We can’t think of them as kids anymore. Each may have started out as a “Baby on Board,” but even the youngest of them are starting their own companies and working their way up the proverbial ladder.

According to the US Census Bureau, millennials make up about 24 percent of the US population. In another 11 years or so, the Brookings Institute predicts they will make up three out of every four workers in the country.

Advertisers and marketers see them as the target demo — setting trends and leading the culture for decades to come. We shouldn’t worry too much about how to motivate and lead these young people, because they’re going to be leading us before you know it. So it is up to us Generation Xers and Baby Boomers to prepare our companies for this new wave of entrepreneurial-minded young go-getters.

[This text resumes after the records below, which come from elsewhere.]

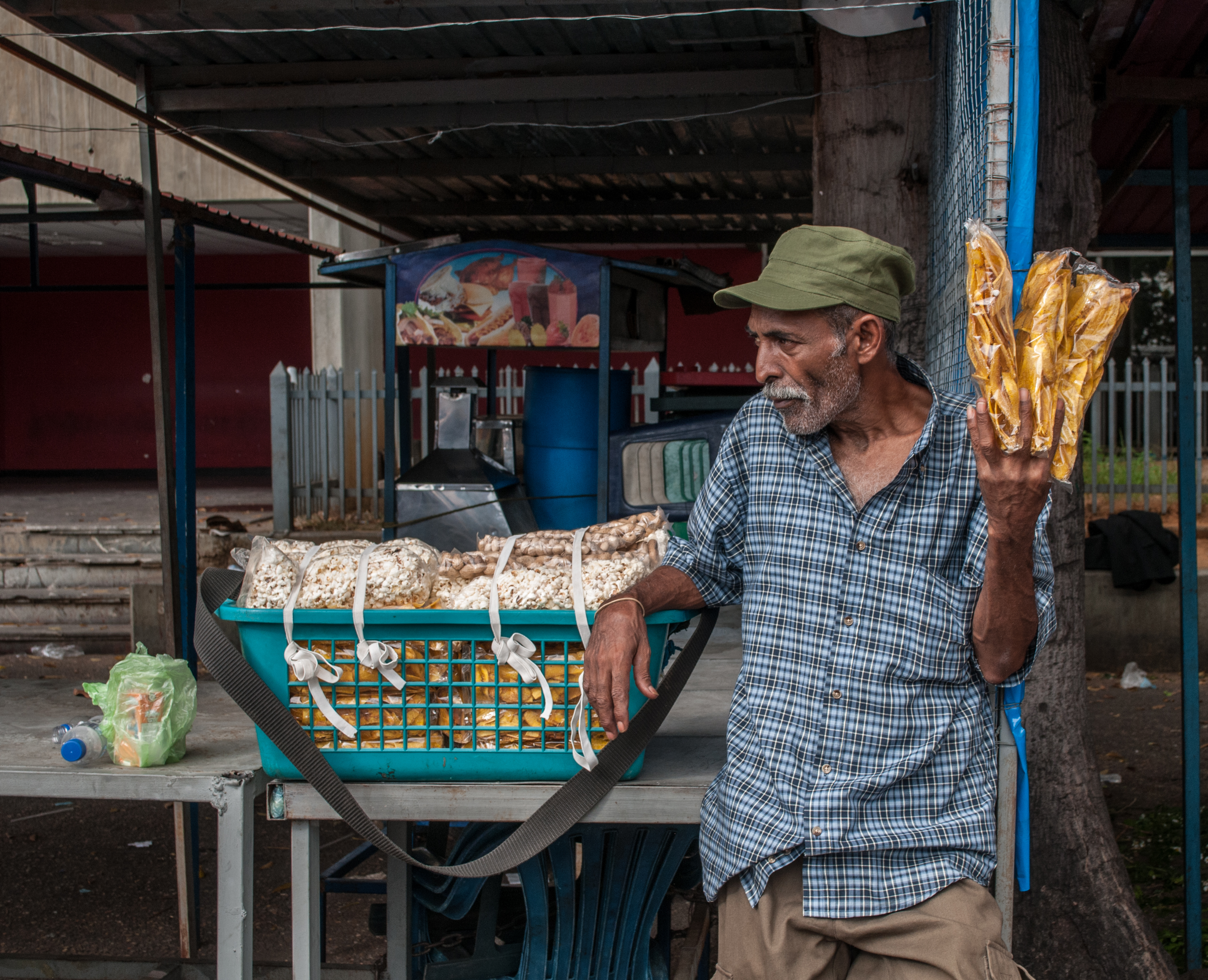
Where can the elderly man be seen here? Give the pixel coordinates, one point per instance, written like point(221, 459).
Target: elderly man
point(892, 563)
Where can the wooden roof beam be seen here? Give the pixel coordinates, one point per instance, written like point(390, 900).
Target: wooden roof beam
point(449, 91)
point(413, 209)
point(296, 73)
point(201, 8)
point(550, 167)
point(499, 114)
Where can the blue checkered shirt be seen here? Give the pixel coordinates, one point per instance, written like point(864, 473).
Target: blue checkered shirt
point(862, 732)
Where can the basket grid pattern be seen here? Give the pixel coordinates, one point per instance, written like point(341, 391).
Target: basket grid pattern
point(456, 697)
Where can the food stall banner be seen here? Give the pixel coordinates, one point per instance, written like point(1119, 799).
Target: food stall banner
point(498, 294)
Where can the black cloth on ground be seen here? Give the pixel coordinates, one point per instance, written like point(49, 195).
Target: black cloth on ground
point(1135, 547)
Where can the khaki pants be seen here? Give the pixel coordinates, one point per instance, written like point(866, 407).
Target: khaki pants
point(952, 936)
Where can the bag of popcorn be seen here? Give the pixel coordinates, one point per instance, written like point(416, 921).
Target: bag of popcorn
point(270, 573)
point(538, 575)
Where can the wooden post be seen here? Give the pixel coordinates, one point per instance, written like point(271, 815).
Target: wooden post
point(35, 277)
point(184, 816)
point(161, 371)
point(280, 426)
point(873, 151)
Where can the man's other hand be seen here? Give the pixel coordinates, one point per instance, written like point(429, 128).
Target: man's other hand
point(618, 644)
point(1015, 486)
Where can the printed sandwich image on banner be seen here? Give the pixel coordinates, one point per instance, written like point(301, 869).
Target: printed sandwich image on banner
point(498, 294)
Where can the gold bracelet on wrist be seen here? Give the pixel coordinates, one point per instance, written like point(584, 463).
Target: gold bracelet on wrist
point(622, 599)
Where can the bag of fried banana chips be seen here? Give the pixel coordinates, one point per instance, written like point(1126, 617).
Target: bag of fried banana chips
point(1071, 312)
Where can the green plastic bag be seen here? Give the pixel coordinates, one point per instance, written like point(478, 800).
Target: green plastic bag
point(150, 704)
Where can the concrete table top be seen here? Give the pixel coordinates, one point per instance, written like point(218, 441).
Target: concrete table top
point(221, 745)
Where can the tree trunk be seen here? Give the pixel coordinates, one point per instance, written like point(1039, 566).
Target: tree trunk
point(873, 151)
point(1080, 920)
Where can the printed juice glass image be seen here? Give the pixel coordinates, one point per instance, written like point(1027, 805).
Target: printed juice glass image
point(517, 292)
point(563, 303)
point(529, 269)
point(538, 303)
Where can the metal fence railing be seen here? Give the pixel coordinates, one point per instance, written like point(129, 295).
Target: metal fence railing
point(329, 430)
point(1130, 456)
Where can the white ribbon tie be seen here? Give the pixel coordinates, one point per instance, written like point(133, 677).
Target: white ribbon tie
point(584, 754)
point(516, 650)
point(371, 653)
point(306, 663)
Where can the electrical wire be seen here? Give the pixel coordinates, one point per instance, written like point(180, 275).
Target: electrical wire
point(477, 22)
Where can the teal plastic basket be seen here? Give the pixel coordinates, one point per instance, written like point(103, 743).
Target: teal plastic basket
point(461, 717)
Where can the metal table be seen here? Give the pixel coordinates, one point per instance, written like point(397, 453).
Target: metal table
point(681, 763)
point(223, 769)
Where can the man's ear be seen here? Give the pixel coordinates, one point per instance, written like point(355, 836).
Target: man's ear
point(868, 332)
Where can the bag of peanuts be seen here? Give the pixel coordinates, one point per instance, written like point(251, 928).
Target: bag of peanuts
point(538, 575)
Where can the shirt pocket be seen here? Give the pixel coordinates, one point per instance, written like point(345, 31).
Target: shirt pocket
point(937, 616)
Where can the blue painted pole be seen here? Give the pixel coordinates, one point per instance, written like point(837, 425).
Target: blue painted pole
point(1189, 575)
point(184, 323)
point(187, 436)
point(388, 345)
point(1022, 204)
point(602, 443)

A study completed by Levit & Deloitte reported that 70 percent of young professionals around the world aspire to be their own boss. That’s astounding to me. So, what can business leaders do now to help prepare this younger generation to take on leadership roles and eventually the company reins?

1.     They work differently.

First, consider that this generation is different from all the previous ones. Where you might have a floor full of Gen Xers who all work independently and require little supervision to get the job done; millennials prefer to work in groups, feeding off each others’ ideas and critiques. Growing up with the Internet and social media has made this an incredibly connected group of people. They’re not looking for the corner office and isolation. They want a bullpen and the ability to bounce ideas off their peers.

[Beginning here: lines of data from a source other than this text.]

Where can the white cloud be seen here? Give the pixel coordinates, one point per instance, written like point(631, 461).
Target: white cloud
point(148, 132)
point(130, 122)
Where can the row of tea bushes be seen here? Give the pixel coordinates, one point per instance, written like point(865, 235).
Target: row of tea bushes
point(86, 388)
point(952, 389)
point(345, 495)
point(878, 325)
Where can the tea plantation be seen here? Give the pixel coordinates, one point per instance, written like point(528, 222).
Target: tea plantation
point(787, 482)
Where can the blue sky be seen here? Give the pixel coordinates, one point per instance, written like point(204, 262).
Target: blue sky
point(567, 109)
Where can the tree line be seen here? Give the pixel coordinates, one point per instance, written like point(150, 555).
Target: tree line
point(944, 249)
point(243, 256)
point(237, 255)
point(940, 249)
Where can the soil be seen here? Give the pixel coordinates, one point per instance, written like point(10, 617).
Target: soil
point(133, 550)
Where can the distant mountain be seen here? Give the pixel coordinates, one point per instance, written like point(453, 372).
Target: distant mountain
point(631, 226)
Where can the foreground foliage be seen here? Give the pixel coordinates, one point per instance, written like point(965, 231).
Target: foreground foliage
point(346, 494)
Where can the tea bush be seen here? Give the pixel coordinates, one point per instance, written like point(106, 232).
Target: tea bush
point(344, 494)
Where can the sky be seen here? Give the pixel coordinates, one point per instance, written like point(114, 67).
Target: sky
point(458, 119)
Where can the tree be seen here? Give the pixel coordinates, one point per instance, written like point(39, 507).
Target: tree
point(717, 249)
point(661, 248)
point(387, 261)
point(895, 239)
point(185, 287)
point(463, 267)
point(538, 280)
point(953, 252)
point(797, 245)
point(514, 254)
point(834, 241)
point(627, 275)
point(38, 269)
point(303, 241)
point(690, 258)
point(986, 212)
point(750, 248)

2.     They have no patience for treading water.

This is an ambitious group. They want trust and responsibility, and they want it now. They don’t care about how you’ve always done it because they have ideas on how it can be done better. All they require from the boss is a little recognition and some leeway to shake things up. Don’t micromanage them. Doing things wrong is part of their process. Help them learn where they’re straying and get out of the way. They will surprise you with their “can-do” attitude.

 3.     They seek purpose, beyond your bottom line.

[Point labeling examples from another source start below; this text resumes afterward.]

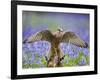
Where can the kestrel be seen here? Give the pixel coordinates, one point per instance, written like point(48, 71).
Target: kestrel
point(55, 39)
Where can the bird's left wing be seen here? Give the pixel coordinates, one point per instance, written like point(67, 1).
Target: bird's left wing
point(42, 35)
point(74, 39)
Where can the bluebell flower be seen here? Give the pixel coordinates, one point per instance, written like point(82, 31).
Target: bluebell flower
point(82, 61)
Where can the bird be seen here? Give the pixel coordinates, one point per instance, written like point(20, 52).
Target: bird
point(55, 38)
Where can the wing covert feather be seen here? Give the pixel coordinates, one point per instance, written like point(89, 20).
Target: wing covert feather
point(42, 35)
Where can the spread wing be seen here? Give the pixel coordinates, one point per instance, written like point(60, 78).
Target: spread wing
point(74, 39)
point(42, 35)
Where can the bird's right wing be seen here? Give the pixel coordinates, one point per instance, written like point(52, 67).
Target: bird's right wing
point(42, 35)
point(74, 39)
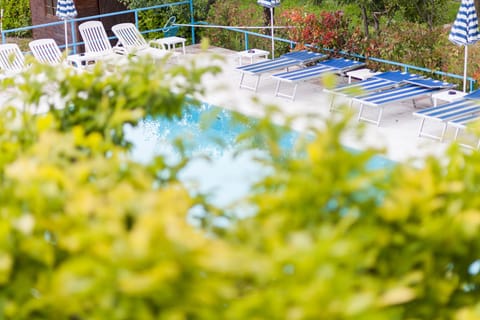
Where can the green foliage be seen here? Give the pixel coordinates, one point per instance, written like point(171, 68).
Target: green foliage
point(16, 14)
point(89, 234)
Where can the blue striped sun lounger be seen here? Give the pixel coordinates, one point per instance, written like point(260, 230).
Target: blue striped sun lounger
point(457, 114)
point(338, 65)
point(291, 59)
point(382, 81)
point(411, 89)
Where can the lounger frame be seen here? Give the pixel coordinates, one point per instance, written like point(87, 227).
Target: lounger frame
point(339, 66)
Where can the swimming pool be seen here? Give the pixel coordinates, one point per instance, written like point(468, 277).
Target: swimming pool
point(210, 135)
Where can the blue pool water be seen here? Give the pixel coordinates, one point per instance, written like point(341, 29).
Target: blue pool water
point(210, 135)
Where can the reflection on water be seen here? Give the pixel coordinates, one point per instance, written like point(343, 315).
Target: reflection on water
point(210, 136)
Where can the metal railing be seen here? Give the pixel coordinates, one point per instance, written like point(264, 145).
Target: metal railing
point(75, 43)
point(193, 24)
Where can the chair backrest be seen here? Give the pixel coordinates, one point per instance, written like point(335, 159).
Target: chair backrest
point(11, 58)
point(129, 36)
point(169, 30)
point(95, 37)
point(46, 51)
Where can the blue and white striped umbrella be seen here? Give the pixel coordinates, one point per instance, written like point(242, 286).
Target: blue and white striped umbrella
point(270, 4)
point(66, 10)
point(464, 31)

Want to motivate a millennial? Explain how the job they’re doing will make a difference in your company, your community or the world. Share with them the company vision and their place in it and you’ll find a motivated and industrious group of workers. You have to understand that they are connected to each other and the world in ways that older generations couldn’t envision. They have a wider, longer view than you do. Harness that vision, temper it with your experience and you’ll create a generation of leaders.

4.     They may not know who Aretha Franklin is, but they still want respect.

Millennials grew up with the technology that drives your business. Their learning curves aren’t as steep as you might think and they expect that to be recognized. Treat these young people with respect and they’ll use their powers for good and not evil. Work to smooth their way into leadership roles and you’ll be positioning your company for success for generations to come.